From non-innocent to guilty: on the role of redox-active ligand in the electro-assisted reduction of CO₂ mediated by a cobalt(II)-polypyridyl complex
N. Queyriaux, K. Abel, J. Fize, J. Pécaut, M. Orio and L. Hammarström
Sustainable Energy & Fuels (2020) accepted 11/5 2020

 Abstract

The electrochemical behavior of [Co(bapbpy)Cl]⁺ [1-Cl]⁺, a pentacoordinated polypyridyl cobalt(II) complex containing a redox-active pseudo-macrocyclic ligand (bapbpy: 6,6’-bis-(2-aminopyridyl)-2,2’-bipyridine) has been investigated in DMF. Cyclic voltammograms (CV), recorded in the presence of increasing amounts of chloride anions, highlighted the existence of an equilibrium with the neutral hexacoordinated complex.

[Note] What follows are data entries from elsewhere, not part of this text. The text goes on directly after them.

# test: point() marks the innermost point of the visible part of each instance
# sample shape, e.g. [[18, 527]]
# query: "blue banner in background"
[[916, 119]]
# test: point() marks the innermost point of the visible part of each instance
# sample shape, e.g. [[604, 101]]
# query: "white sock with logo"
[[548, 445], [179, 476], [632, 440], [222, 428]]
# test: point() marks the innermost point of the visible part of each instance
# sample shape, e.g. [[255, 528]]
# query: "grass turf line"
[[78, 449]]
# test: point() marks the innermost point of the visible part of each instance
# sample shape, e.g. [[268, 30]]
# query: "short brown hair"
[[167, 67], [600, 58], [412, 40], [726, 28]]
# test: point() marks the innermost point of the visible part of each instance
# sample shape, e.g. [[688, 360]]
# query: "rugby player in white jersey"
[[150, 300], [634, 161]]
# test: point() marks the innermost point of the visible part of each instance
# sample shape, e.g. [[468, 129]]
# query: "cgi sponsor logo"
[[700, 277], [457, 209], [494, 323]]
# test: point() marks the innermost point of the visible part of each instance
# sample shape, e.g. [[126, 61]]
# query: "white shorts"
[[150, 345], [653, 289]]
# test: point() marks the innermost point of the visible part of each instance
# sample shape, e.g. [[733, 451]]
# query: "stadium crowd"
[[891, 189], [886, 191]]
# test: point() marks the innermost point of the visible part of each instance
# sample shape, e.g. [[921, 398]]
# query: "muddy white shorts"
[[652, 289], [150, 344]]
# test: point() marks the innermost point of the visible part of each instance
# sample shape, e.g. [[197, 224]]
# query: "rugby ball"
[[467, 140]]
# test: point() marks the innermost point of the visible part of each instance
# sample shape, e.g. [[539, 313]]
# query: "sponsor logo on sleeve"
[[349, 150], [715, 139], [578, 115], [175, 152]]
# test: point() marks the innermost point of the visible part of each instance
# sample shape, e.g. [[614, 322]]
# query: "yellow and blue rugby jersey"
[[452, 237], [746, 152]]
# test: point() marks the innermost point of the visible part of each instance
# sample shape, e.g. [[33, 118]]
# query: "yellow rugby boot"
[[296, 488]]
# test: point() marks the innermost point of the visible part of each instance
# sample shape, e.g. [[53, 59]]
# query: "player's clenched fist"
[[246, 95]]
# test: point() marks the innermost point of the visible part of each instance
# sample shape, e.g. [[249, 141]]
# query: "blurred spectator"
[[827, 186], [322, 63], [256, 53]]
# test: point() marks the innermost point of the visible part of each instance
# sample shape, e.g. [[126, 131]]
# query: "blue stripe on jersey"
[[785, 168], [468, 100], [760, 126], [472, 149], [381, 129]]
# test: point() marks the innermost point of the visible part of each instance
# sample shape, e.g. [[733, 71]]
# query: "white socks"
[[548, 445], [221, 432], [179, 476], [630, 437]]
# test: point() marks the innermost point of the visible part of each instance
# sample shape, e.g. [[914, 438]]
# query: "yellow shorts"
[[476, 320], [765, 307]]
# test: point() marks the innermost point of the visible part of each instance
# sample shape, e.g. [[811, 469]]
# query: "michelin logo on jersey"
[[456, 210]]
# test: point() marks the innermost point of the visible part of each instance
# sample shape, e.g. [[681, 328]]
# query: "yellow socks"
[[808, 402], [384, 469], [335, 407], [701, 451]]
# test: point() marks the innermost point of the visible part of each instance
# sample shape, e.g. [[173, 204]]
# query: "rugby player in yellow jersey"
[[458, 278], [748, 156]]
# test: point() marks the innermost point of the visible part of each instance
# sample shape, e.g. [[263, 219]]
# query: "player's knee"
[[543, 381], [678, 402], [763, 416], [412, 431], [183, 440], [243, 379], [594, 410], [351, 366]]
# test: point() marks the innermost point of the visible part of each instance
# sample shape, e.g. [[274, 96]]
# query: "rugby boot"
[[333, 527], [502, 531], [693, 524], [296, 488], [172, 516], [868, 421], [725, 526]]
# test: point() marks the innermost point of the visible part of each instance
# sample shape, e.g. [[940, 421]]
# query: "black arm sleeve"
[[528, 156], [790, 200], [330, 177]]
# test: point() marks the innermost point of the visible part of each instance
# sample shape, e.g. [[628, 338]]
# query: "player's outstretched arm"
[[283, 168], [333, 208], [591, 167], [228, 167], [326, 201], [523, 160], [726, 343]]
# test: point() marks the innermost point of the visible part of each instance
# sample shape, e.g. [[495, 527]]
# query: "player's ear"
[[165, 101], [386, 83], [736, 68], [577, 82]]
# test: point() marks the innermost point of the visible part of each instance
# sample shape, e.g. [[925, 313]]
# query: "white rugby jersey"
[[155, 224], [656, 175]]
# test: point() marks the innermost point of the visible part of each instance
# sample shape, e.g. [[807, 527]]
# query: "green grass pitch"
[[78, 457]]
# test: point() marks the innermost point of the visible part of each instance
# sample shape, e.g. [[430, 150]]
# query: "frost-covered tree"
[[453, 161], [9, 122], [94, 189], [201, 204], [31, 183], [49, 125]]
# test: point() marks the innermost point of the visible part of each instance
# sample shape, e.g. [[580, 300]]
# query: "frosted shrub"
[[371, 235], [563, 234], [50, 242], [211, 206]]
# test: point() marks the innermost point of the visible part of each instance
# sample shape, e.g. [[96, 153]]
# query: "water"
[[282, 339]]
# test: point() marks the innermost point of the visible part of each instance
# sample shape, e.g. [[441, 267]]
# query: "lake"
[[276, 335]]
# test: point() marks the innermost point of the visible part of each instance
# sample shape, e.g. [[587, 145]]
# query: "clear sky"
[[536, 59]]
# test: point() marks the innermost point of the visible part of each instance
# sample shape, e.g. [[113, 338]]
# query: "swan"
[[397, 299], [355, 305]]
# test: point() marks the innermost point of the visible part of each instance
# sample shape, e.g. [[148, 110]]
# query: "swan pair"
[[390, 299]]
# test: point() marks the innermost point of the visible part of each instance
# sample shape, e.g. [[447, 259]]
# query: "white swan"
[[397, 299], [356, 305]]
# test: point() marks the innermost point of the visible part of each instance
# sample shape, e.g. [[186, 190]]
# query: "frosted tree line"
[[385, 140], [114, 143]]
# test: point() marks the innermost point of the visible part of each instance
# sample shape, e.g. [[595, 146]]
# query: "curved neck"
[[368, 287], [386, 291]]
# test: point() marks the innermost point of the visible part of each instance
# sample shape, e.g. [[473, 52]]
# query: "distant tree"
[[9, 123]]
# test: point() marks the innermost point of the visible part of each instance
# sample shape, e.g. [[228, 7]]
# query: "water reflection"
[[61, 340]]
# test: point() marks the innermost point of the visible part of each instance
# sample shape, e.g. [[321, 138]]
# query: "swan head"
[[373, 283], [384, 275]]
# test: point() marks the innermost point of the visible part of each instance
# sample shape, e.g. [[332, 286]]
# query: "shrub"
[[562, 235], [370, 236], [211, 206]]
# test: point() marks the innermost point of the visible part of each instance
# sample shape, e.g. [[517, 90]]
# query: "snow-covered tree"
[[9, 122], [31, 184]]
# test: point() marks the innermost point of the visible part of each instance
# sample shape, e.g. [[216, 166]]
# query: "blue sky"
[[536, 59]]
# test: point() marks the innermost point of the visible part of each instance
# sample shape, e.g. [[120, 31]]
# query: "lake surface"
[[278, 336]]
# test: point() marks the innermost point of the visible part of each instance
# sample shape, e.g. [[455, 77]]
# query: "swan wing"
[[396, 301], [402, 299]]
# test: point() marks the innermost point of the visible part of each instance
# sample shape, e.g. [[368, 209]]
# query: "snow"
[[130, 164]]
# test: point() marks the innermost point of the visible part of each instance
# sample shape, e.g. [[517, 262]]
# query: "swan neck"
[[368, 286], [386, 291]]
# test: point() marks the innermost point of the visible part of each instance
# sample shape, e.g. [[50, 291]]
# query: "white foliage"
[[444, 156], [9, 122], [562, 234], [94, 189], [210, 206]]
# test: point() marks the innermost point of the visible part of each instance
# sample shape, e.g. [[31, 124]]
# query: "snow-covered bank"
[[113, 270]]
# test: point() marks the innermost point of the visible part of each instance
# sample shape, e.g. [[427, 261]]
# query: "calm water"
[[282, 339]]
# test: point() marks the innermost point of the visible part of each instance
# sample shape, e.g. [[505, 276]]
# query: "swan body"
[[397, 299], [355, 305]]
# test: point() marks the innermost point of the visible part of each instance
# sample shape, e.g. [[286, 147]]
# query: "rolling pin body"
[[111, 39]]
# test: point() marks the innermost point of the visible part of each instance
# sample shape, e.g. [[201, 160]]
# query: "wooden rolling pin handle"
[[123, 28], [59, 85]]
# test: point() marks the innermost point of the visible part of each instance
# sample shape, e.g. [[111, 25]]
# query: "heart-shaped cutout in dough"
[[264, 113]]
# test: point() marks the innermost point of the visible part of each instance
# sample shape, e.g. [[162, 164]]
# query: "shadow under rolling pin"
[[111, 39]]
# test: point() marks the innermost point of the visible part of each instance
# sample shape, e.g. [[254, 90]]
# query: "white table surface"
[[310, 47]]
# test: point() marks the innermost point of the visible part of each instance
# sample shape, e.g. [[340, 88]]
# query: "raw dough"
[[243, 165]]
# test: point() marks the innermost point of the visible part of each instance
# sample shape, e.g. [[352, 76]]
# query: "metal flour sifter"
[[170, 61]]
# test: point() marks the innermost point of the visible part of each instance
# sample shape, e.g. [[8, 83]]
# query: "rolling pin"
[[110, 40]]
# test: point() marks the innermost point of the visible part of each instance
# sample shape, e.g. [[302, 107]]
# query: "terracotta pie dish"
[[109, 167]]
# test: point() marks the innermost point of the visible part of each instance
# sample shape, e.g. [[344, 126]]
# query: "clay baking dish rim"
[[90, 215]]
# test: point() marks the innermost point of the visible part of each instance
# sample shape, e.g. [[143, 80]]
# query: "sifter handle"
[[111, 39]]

Under a CO₂ atmosphere, CVs of [Co(bapbpy)Cl]⁺ exhibit significant current enhancement assigned to CO₂ catalytic reduction. Controlled-potential electrolysis experiments confirmed formation of CO and HCOOH as the only identifiable products. The addition of water or chloride ions was shown to affect the distribution of the products obtained, as well as the faradaic efficiency associated with their electrocatalytic generation. A combination of electrochemical techniques, chemical reductions, spectroscopic measurements (UV-Vis and IR) and quantum chemical calculations suggests that the ability of the bapbpy ligand to be reduced at moderately negative potentials drastically limits the catalytic performances of [1-Cl]⁺, by stabilizing the formation of a catalytically-competent CO₂-adduct that only slowly reacts with oxide acceptors to evolve towards the desired reduction products.